When I was toiling for a Knight-Ridder newspaper, the executive editors of each paper wrote a monthly memo to HQ, bringing the boss and peers up to date about what they’d been up to for the last calendar page. Personnel changes, great moments, etc. Mild stuff that got passed around.
They varied in readability, but the best one by far was from the Philadelphia Daily News, i.e., the tabloid, i.e., the one that didn’t take itself as seriously as the other. That editor, Zack Stalberg, sprinkled his with short, blackly comic items from the police blotter, each one subtitled, “It’s a tough town.”
I thought of that when someone sent me the website for Philadelphia DA candidate Charles Peruto. The About Me page specifically, past the blather about his career bio and to the subheading “The girl in my bathtub.” The dead girl, specifically:
In 2013, I was dating a girl for about 6 weeks, and didn’t really know her. I learned more about her after she died by reading an investigative article done by Philadelphia Magazine, written by Lisa DePaulo, which opened my eyes.
In short, the best way to start with this is the Medical Examiner’s report. Her BAC was .45. The cause of death was alcohol intoxication, but because she was found in my tub, everyone, including myself, assumed she drowned. So many empty vodka bottles were found, it looked like there was a party in my house, but inspection of the security video of people entering and leaving showed only her.
Whoa, really? What a tough town.

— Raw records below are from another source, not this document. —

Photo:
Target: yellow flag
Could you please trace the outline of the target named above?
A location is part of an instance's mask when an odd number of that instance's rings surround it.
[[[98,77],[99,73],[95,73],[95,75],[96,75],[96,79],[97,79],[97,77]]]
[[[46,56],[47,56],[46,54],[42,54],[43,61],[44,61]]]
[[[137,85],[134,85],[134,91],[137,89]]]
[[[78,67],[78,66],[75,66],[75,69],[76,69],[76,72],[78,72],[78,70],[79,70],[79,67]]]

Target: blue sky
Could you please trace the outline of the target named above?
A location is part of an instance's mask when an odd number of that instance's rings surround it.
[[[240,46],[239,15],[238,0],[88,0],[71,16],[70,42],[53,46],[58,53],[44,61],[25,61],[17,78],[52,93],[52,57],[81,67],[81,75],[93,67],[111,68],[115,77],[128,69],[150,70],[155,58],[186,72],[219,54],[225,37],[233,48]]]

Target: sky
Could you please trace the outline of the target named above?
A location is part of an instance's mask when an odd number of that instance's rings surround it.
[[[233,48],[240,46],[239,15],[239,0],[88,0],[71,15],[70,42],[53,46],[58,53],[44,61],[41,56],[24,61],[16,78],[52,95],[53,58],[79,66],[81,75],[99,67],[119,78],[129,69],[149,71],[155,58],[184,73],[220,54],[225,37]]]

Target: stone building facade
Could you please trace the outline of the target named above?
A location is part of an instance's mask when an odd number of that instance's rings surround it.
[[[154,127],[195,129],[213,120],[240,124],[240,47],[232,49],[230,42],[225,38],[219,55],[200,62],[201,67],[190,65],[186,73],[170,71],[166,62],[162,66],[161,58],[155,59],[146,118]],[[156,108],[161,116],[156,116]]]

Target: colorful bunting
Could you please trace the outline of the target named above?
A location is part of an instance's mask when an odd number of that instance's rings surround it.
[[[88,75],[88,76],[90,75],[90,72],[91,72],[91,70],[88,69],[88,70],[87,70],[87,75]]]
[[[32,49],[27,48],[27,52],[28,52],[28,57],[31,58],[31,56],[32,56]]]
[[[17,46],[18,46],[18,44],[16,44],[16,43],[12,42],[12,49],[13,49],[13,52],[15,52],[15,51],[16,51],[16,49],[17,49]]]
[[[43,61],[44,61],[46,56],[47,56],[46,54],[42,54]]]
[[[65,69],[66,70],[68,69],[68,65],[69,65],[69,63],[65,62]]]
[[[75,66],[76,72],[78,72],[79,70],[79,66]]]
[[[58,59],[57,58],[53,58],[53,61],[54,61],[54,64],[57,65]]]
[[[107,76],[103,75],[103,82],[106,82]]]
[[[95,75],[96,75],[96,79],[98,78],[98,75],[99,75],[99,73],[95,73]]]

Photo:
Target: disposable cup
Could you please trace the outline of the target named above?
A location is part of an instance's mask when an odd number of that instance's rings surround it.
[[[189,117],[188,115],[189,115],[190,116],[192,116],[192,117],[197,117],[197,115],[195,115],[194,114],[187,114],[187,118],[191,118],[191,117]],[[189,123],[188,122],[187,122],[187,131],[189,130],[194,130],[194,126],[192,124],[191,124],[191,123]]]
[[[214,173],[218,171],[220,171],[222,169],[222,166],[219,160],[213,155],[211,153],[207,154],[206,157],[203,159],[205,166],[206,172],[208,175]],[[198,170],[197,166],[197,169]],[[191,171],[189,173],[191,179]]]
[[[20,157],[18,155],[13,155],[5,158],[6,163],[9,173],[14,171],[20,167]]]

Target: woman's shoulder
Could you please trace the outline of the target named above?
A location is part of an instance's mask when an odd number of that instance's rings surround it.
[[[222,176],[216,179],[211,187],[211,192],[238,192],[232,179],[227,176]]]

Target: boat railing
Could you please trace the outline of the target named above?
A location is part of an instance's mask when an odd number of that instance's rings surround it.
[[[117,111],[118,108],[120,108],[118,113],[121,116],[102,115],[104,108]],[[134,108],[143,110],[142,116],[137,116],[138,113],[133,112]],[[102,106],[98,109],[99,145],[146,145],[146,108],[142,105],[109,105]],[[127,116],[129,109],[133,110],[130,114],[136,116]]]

Of course, as in any story involving…anyone, really, it’s wise to seek out alternative versions, especially when the girl in the bathtub isn’t even named. In this case, the Daily Beast filled in some blanks. The girl in the bathtub was Julia Law, and:
The 26-year-old had been a paralegal in Peruto’s law office, where they struck up a romantic relationship. This was something of a pattern for the 66-year-old lawyer. As news of Law’s death broke, Peruto received a series of angry calls from a woman named Genna Squadroni. She was “his 25-year-old recent ex-girlfriend of three years,” Philadelphia Magazine reported, who had also worked in Peruto’s office—she had hired Law herself.
Also, the six weeks of dating and how he “didn’t really know her?” Hmm:
The description clashes somewhat with the message Peruto shared on Facebook shortly after Law’s death. “It’s very hard to find someone who really matches you on all eight cylinders,” he wrote at the time, in a post cited by NBC 10. “I found my soulmate hippy, and can never replace her. We worked and played, and never got enough life…Earth lost the best one ever. Happy birthday baby.”
Philadelphia isn’t my town, and I’m staying out of this one, but you know what I hear? That it’s a tough town.
So, a little more bloggage:
I don’t think Melinda Gates and I would ever be friends, but it’s refreshing to see one person immediately had the correct reaction to Jeffrey Epstein and acted on it, also immediately.
And how the second Civil War will start. With an election, of course:
The Big Lie that Trump really won the election is now canon among a majority of Republican voters. Any Republicans who refuses to toe the line is branded a heretic, and elections officials who dared to certify Biden’s win are being censured or stripped of their power. Arizona Republicans have sponsored a bogus “audit” of the election full of crackpot conspiracy theories, and Republican legislatures have been busy taking control of both running and certifying elections out of the hands of county official in Democratic-run cities and counties. The context of the January 6th insurrection at the Capitol was the attempt by Congressional Republicans to refuse to certify the Electoral College tally, in the hopes of sending the election back to gerrymandered Republican state legislatures and handing Trump a win as part of a anti-democratic coup. It was a physical coup attempt designed to intimidate Congress into enforcing a legislative coup. Republicans who refused to back the latter are facing steep primary challenges.
It’s hard to overstate how dangerous this is, and what its consequences might entail in the very near future. As Greg Sargent notes, the “GOP appears to be plunging headlong into a level of full-blown hostility to democracy that has deeply unsettling future ramifications.”
Monday we put the boat into the water, an act that is rarely easy but hasn’t led to disaster so far. Of course Mother’s Day at our location was rainy and dreary and cold, and only the rain and dreary will be gone tomorrow. But we’ll see. Wish us luck.